Tom Brady still plays football. Balance restoring.


----------



## DownButNotOut (Apr 9, 2009)

What does that have to do with Baseball starting in 2...er... 3 weeks?


----------



## ThatDarnGuy! (Jan 11, 2022)

I honestly could not believe that he came out of retirement. I figured all the stories were just desperate writers trying to stir up the pot.

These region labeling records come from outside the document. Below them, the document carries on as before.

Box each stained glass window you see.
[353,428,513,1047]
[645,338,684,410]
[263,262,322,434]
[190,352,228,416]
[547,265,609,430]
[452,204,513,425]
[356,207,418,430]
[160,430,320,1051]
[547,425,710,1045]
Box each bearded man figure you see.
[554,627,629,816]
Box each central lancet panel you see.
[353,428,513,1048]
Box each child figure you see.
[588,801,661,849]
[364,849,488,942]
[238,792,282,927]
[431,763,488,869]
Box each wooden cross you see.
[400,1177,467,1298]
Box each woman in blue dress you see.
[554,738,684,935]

I know Tampa Bay is celebrating one more year of not being mediocre. 🤣


----------



## happyhusband0005 (May 4, 2018)

ThatDarnGuy! said:


> I honestly could not believe that he came out of retirement. I figured all the stories were just desperate writers trying to stir up the pot.
> 
> I know Tampa Bay is celebrating one more year of not being mediocre. 🤣


Homie has to keep representing the 45 year olds. I think the game has become so easy for him from a mental standpoint and he can still do it physically. Honestly I don't think he has lost anything, any minor physical drop off is more than made up for by the fact he knows more about the game, defenses and players than most coaches by a wide margin. It's like he knows what the defense is going to do before the defense knows what they are going to do most of the time. Gronk will still be there as well.


----------